1. **Boolean Retrieval**: This model retrieves documents based on exact matches to the query terms. The query is typically represented using Boolean operators (AND, OR, NOT).

   - Example: A query "apple AND orange" retrieves documents that contain both "apple" and "orange."

2. **Vector Space Model (VSM)**: In VSM, documents and queries are represented as vectors in a multi-dimensional space. The relevance is determined by the cosine similarity between the query and the document vectors.

   - Example: A query "apple fruit" is compared to document vectors, and the closest matching document is retrieved.

3. **Probabilistic Retrieval**: Probabilistic models estimate the likelihood that a document is relevant to a given query. One of the well-known models is the BM25 (Best Matching 25), which ranks documents based on term frequency, inverse document frequency, and document length.

#### Information Retrieval Example

- **Query**: "Best smartphones 2025"
- **Documents**: Articles, blogs, and product reviews about smartphones for the year 2025.
- **Retrieved Documents**: The system retrieves documents that provide relevant information about the best smartphones of 2025.

#### Challenges in Information Retrieval

- **Ambiguity**: Queries may have multiple meanings or interpretations, which makes it hard to match documents.
- **Relevance Ranking**: Determining the most relevant documents among a large collection can be complex.
- **Handling Noise**: Some irrelevant or low-quality documents may be retrieved along with relevant ones, requiring better filtering techniques.

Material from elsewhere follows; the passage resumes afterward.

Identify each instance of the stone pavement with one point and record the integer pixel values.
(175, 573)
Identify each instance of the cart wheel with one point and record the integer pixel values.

#### Modern Approaches in IR

- **Search Engines**: Modern search engines like Google, Bing, and others are built on sophisticated IR models that incorporate machine learning, natural language processing, and deep learning techniques to rank and retrieve documents more accurately.
- **Neural IR**: Deep learning models, such as those based on BERT or T5, have been applied to IR tasks to improve the relevance ranking of search results by understanding the context of queries and documents better.


---


In [2]:
import numpy as np
from sklearn.metrics.pairwise import cosine_similarity
from transformers import BertModel, BertTokenizer

# BERT Model and Tokenizer
model_name = "bert-base-uncased"
tokenizer = BertTokenizer.from_pretrained(model_name)
model = BertModel.from_pretrained(model_name)

# Documents and query
documents = [
    "Machine learning is a field of artificial intelligence.",
    "Banking system involves understanding human language.",
    "Calculus encompasses probability",
    "Data science combines statistics, data analysis, and machine learning.",
]
query = "What is machine learning?"


# Function to get embeddings
def get_embedding(text):
    inputs = tokenizer(text, return_tensors="pt", truncation=True, padding=True)
    outputs = model(**inputs)

    # Extract the last hidden state from the model output
    last_hidden_state = outputs.last_hidden_state

    embedding = last_hidden_state.mean(dim=1)

    return embedding.detach().numpy()


# Get embedding vectors for documents and query
doc_embeddings = np.vstack([get_embedding(doc) for doc in documents])
query_embedding = get_embedding(query)

# Cosine similarity calculation
similarities = cosine_similarity(query_embedding, doc_embeddings)

# Print the similarity scores for each document
for i, score in enumerate(similarities[0]):
    print(f"Document {i+1}: {score}")

# Get the most similar document
most_similar_index = similarities.argmax()
print("\nMost similar document")
print(documents[most_similar_index])

Document 1: 0.7235309481620789
Document 2: 0.6327658891677856
Document 3: 0.698382556438446
Document 4: 0.6562472581863403

Most similar document
Machine learning is a field of artificial intelligence.